I didn't see the unedited post, but it should be a basic courtesy to make sure your posts are readable.

Back on topic...

I agree with the points Emmet and a few others have made: decide what the house it worth to you, and make sure that's all you pay. This means researching what you can afford to pay, what the house is worth, and how much you are willing to lose if the house price drops.


----------



## Sinbad (25 Nov 2009)

Hi Emmet,

Thanks for your post, really helpful. 

I cancelled my second viewing and asked the EA to get back to me if the other 'offer' fell through, as we would be interested in making a similar offer. Now it's a waiting game. And I thought this house hunting business would be great fun! I hope I did the right thing.


----------



## missdaisy (25 Nov 2009)

Hi Sinbad, I do agree with your course of action but do keep us posted!


----------



## Sinbad (25 Nov 2009)

Will do missdaisy - wish me luck!


----------



## Chris (25 Nov 2009)

emmetdoyle said:


> Hi UFC
> post is same same....I added a few commas and a full stop here and there.. nothing that removed the thrust of the post...

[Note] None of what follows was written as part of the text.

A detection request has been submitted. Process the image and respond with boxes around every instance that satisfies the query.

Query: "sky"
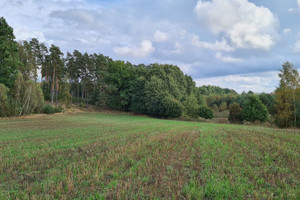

A few commas and full stops make a huge difference, when there are none before, and your post is now readable 



emmetdoyle said:


> tallpaul was pleased with the post, however Chris a serial moaner wasnt so go figure....
> read and absorb dont read and attack...


I'm not sure where you get the "serail moaner" idea from. I tried to read your post but there was nothing to absorb.

Anyway, I think the OP has done the right thing by putting the EA in his/her place. Call it ghost bidding or a reseve, the EA should be glad that there is interest at all, and not play games with potential buyers.


----------



## SteveW9 (26 Nov 2009)

I have to agree with Chris. 
Emmet's post was badly written. 
It was very hard to follow its was a bit like a schoolkid's effort.


----------



## Scotsgirl (26 Nov 2009)

What is it with the slating of Emmets post!  I understood it perfectly and thought he gave very good advice.

Perhaps he mightn't be so quick to help next time someone asks for advice.


----------



## Sinbad (26 Nov 2009)

Wow, these critical posts read like a bedtime story – boring! You may find the following link to be of some benefit to you: 

http://www.wikihow.com/Lighten-Up


----------